Yanks_RSJ: Everyone's job sucks. The only feedback I ever get in mine is negative, despite being quite good at what I do. That's the nature of jobs, they suck. The difference is that once I leave mine for the day, I stop worrying about things I have no control over until the following morning. Going on and on about every last thing bothering me is a pointless endeavor. The last thing I want to do at the end of my own shiatty day is hear about someone else's.

I'm sorry that your job sucks. I enjoy mine, though my feedback is largely negative as well. I work with fantastic people, though. I also tend to put my thoughts of the day aside and go home and don't think about them unless I'm working under a deadline.

If your spouse cares about you, then I'm sure she wouldn't mind listening to you if you did have a particularly shiatty day.
 
2012-07-03 01:48:23 PM
towatchoverme: Oh. It's THIS THREAD ... about THIS THREAD ... again.

You don't like it, leave.
 
2012-07-03 01:49:30 PM
Lady Beryl Ersatz-Wendigo: My version of Fark is a comforting, serene site that I can visit to find useful information on any problems I might have. The forums are blessedly free of any kind of bigotry, and the threads are full of well-reasoned arguments that are supported by objective evidence. There are also lolcat pictures.

www.creamofwheat.com
 
2012-07-03 01:50:28 PM
AngryJailhouseFistfark: Slayinit: [www.worldcompass.org image 300x321]

Someone, somewhere, would consider pleasuring this creature. Which one of you farkers is man enough?

Abso-goddamn-lutely. I'd perform oral ministrations on her secret magic flower until she howled like a dog with a fleet of firetrucks driving by. All of her man-hate would dissolve in a chain of foaming, gushing orgasms until she begged me to take her like a marauding pirate.

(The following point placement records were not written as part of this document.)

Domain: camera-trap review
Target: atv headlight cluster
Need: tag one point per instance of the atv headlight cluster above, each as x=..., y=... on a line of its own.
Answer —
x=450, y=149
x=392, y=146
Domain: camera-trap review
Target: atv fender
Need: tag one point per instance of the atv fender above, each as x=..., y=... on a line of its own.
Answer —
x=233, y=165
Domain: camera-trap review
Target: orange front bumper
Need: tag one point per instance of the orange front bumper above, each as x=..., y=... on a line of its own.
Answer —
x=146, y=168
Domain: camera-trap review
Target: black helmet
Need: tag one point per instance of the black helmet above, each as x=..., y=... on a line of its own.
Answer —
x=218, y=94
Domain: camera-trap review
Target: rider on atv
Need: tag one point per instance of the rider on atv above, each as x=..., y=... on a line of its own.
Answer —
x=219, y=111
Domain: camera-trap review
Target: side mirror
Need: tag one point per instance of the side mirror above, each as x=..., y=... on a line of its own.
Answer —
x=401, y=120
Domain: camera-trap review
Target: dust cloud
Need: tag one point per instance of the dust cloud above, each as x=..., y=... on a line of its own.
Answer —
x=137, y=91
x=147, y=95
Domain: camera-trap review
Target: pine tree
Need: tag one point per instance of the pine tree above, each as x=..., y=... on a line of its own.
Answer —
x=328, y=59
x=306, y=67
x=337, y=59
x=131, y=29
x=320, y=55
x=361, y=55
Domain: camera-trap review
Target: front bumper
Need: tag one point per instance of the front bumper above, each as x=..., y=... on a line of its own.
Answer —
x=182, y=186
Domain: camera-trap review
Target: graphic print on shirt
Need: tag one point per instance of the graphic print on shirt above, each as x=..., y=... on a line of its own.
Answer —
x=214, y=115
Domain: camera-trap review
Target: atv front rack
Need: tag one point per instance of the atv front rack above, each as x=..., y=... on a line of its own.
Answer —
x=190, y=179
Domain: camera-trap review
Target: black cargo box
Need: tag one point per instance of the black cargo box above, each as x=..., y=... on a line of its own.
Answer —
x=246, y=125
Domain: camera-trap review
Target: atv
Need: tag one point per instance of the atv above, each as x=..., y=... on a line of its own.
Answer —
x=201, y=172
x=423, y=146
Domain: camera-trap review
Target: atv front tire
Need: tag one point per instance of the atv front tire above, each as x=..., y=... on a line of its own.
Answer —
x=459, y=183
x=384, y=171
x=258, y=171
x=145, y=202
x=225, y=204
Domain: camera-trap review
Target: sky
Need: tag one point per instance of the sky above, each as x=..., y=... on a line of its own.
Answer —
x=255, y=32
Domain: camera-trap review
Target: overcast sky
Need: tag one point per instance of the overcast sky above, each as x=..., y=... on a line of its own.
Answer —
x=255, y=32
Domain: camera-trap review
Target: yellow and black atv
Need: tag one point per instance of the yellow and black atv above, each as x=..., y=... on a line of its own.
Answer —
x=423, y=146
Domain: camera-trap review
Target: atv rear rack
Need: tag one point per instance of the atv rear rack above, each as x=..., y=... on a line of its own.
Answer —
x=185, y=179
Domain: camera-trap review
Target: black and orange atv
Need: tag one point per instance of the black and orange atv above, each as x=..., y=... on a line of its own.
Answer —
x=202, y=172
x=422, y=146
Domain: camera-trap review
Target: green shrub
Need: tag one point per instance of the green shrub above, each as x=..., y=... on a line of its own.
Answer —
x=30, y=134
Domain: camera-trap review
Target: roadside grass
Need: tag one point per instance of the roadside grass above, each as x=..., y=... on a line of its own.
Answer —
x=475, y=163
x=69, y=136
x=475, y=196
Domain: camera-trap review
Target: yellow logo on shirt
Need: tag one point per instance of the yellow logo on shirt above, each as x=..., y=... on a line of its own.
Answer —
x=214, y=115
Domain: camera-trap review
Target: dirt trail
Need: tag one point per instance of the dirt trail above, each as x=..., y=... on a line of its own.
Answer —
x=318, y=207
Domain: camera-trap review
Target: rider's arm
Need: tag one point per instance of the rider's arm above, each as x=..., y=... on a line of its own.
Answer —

Only then would she present herself en la mode des chiens whereupon I would mount her and plunge my beefy thumb into her quivering anus, stroking her broad backside with my free hand, and plumbing her womanly depths with my manhood.

Thus, her perspectives would be forever changed for the better.


greatseaurchinceviche.files.wordpress.com

Bravo.
 
2012-07-03 01:51:26 PM
Slayinit: [www.worldcompass.org image 300x321]

Someone, somewhere, would consider pleasuring this creature. Which one of you farkers is man enough?


I can drink that pretty. No guarantees my dick would still work.
 
2012-07-03 01:51:44 PM
Phinn: Agent Smiths Laugh: This entire thread is evidence for my assertion that catering to the female mindset just isn't worth all the complications.

I have never entered into a relationship with a woman thinking, "Gee, what I want out of life is to be tested and measured for the rest of my life."

Once you understand that's what's women are actually doing and saying, it becomes a lot less frustrating and confusing.

Then, it starts to become easier to not only pass the tests, but to reduce their frequency. (Although, they can never be eliminated entirely.)

If you do pass them regularly, then you'll find that the good parts of the relationship will flow a lot more freely, like the part where they smell good, and make an effort to please you, and throw their vaginas at you.


No.

Do not play the game.

We can hang out and have fun and do fun things, or you can sit at home learning more about relationships from the Kardashians and I'll do my own fun things without you.

If a relationship is bullshiat instead of fun, I'm out. Life's too short, and there are a zillion women out there.
 
2012-07-03 01:52:31 PM
Egoy3k: Does she refer to them by their first names as well? My wife does this all the time.

My ex-wife does this all the time. This is one of many reasons she's my ex-wife.